In this story, the strange is a blurred background that a reader needs to pay close attention to in order to see.
The narrator of Carmen Maria Machado’s “Inventory” creates a list of everyone she’s ever been intimate with: “One girl,” she begins. “We lay down next to each other on the musty rug in her basement.”
The physical details of each itemized encounter are rendered in sharp focus: “Round glasses, red hair;” “Six inches shorter than me;” “Blonde hair, brash voice;” “Slender, tall. So skinny I could see his pelvic bone.”
A reader must turn their eye away from these bodies to see what else is happening. Where is the narrator in the present moment that she is recounting this list? In rare, short asides, the narrator mentions a few details: that she misses the smell of fabric softener, that she will probably never get to see the movie Jurassic Park. Through these and other details, it slowly becomes evident that a pandemic virus, spread through human contact, is ripping across the nation.

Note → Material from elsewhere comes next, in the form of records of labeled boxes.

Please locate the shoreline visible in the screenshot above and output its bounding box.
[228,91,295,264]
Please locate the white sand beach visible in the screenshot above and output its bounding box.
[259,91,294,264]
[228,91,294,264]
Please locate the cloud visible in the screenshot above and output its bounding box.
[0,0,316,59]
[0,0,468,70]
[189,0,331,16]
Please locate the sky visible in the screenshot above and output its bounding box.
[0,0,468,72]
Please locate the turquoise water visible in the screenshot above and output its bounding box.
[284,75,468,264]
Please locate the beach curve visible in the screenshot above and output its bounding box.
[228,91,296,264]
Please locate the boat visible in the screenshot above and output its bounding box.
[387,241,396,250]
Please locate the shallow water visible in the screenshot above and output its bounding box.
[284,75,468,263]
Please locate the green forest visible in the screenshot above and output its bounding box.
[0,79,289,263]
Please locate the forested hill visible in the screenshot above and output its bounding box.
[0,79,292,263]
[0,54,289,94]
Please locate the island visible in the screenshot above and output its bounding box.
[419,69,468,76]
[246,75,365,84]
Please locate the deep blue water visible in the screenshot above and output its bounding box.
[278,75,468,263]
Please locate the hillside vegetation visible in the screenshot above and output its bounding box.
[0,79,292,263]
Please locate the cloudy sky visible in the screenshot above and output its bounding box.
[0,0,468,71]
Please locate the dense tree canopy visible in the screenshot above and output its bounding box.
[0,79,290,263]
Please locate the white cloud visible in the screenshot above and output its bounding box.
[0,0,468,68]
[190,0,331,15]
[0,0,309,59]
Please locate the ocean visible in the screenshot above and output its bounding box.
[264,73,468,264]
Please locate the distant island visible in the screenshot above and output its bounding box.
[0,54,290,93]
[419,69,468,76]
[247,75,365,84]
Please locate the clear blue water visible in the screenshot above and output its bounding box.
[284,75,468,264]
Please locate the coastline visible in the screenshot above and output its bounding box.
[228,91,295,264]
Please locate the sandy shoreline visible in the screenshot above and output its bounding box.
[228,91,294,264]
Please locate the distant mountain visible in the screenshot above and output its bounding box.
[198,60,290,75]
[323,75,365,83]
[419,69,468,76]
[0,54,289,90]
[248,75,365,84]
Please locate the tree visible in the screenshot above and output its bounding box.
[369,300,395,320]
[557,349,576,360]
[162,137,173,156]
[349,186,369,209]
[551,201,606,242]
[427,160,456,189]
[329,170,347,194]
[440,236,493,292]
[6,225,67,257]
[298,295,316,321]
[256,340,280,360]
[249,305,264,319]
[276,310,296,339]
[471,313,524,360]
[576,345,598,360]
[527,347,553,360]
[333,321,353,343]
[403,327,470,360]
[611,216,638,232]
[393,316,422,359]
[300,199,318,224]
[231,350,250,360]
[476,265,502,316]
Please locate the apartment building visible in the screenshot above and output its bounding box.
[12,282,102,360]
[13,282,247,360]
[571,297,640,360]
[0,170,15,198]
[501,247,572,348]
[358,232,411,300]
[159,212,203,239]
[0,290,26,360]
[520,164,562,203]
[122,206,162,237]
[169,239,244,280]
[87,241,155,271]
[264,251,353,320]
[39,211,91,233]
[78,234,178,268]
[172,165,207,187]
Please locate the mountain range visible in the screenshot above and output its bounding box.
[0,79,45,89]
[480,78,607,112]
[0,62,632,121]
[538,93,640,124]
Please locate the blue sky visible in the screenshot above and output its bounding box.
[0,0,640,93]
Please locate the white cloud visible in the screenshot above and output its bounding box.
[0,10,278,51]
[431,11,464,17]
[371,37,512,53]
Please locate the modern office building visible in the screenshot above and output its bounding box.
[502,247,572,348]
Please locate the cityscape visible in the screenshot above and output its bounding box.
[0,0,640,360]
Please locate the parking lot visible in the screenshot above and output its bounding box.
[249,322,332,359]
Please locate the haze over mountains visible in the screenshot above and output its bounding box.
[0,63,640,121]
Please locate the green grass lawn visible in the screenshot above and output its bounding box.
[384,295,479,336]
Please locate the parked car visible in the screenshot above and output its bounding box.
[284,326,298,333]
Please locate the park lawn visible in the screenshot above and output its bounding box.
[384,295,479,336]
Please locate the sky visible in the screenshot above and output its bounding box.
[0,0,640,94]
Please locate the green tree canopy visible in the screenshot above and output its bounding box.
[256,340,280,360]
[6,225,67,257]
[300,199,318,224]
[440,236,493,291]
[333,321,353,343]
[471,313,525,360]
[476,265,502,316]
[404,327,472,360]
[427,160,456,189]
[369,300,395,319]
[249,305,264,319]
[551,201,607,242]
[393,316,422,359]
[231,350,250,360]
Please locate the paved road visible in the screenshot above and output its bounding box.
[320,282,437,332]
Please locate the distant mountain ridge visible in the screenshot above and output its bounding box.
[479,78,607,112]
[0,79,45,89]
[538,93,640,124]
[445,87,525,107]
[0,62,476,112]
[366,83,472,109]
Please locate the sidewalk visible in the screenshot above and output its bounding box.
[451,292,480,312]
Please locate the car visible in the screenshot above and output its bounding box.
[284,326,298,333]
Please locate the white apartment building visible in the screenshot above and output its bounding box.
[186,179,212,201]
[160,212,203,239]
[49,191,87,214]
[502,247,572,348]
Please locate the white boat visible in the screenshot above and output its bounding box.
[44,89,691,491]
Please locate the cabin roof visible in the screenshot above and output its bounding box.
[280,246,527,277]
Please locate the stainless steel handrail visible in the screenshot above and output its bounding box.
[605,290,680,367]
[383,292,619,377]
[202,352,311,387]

With this context, the inventory of intimacy takes on a powerful weight. Machado’s structure foregrounds common elements of our conventional reality—the experience of having a body, of intimacy and relationships, and, when they end, of being left with only one’s memory of those intimacies and relationships.
But by placing these aspects before their apocalyptic backdrop, Machado is able to speak to a broader and much stranger aspect of our very real world. She reminds us how the normal parts of life can—and so often do—keep going right up until they hit against a nightmare that has been unfolding in the background all along.
Structure #2: Kelly Link’s “Lull”
This second diagram depicts Kelly Link’s “Lull,” an intricate, Russian doll of a story.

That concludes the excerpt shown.